Phase 5 — Ongoing (Per Model Update)
5.1 Re-evaluation triggers
Re-run the full Phase 2–3 checklist when:
- Model version changes (including fine-tuning runs)
- System prompt changes substantively
- Retrieval corpus changes by more than 20%
- Significant new use case or user type is added
- Adversarial technique is discovered that your current suite didn’t catch
- A production incident reveals a failure mode not covered by existing evals
5.2 Periodic review
- Quarterly: Review Langfuse quality trends — is performance stable or drifting?
- Every 6 months: Re-run inspect_ai safety evals against latest model version
- Annually: Review and update risk register; re-assess dataset representativeness
Recommended Stacks by Risk Tier
Tier 1 — Highest risk (employment, credit, law enforcement, biometrics)
Full stack. No shortcuts.
Development: RAGAS or DeepEval (quality baseline) + DeepEval bias metrics
Adversarial: promptfoo (broad coverage) + inspect_ai (audit-grade safety)
Production: Langfuse self-hosted (data sovereignty) with 3-year retention
Documentation: inspect_ai .eval logs + Langfuse exports in Annex IV package
Expected setup time: 2–4 weeks for first compliant deployment.

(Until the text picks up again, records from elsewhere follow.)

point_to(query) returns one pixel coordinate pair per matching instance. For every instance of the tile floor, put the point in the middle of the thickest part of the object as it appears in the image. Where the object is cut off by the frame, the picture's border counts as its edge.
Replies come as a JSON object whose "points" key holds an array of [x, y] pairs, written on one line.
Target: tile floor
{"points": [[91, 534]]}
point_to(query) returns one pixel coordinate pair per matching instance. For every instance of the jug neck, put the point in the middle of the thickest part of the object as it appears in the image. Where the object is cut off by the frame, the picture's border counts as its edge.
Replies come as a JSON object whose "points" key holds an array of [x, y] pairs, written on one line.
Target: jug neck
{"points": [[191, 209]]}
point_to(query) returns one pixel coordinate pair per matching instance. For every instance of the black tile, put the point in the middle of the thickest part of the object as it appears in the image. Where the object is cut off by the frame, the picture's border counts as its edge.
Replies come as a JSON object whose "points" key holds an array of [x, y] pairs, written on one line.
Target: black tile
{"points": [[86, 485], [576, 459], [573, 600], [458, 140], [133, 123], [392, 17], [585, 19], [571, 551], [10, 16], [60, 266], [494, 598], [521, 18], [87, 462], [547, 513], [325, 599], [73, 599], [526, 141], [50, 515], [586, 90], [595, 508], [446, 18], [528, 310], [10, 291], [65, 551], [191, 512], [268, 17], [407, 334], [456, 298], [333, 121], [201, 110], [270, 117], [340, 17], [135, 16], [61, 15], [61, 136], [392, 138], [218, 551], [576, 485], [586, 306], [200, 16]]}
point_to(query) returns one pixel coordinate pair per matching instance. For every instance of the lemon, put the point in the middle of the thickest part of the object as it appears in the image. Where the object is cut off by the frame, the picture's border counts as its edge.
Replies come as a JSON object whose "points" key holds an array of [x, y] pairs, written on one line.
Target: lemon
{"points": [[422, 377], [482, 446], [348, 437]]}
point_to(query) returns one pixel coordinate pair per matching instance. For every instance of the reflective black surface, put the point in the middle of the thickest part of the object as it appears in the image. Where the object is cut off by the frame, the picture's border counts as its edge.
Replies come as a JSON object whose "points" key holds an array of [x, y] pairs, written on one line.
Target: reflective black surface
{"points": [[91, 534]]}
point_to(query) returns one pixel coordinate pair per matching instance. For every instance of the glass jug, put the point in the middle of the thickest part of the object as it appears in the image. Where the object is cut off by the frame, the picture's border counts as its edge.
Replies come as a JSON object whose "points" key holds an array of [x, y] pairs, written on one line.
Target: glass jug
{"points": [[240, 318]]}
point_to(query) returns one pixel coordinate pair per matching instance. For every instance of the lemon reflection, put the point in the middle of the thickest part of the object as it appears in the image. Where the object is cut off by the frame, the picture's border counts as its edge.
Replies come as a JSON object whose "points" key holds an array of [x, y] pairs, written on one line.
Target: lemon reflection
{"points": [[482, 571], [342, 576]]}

Ongoing cost (1k production queries/day): inspect_ai eval runs quarterly ($20–50/run) + Langfuse self-hosted (infra cost only).
Tier 2 — High risk (education access, essential services, critical infrastructure)
Full stack with some flexibility on tooling choices.
Development: RAGAS or DeepEval (quality baseline)
Adversarial: promptfoo (OWASP LLM Top 10 minimum) + inspect_ai AgentHarm
Production: Langfuse (EU Cloud or self-hosted)
Documentation: inspect_ai .eval logs in Annex IV package
Expected setup time: 1–2 weeks.
Tier 3 — Moderate risk (education tools, general service assistants near Annex III)
Lighter stack; escalate to Tier 2 if classification changes.
Development: DeepEval (CI/CD quality gate)
Adversarial: promptfoo (pre-launch red team, minimum 1 campaign)
Production: Langfuse (EU Cloud acceptable)
Documentation: promptfoo JSON report + DeepEval CI artifacts
Expected setup time: 3–5 days.
What This Checklist Doesn’t Cover
- Deployer obligations — if you are operating a third-party AI system (not building it), you have separate obligations under Art. 26. This checklist is for providers.
- GPAI model compliance — if you are deploying a general-purpose AI model (not a specific-purpose system), the Chapter V rules apply instead.
- Notified body conformity assessment — for some Annex III categories, a third-party conformity assessment by a notified body is required. This checklist prepares you for that assessment; it doesn’t replace it.
- Sector-specific regulation — AI in medical devices (MDR), financial services (DORA), or aviation operates under additional sector rules that interact with the AI Act.
This checklist reflects EU AI Act OJ L 2024/1689. It is practical guidance, not legal advice. Engage a notified body and legal counsel for formal conformity assessment.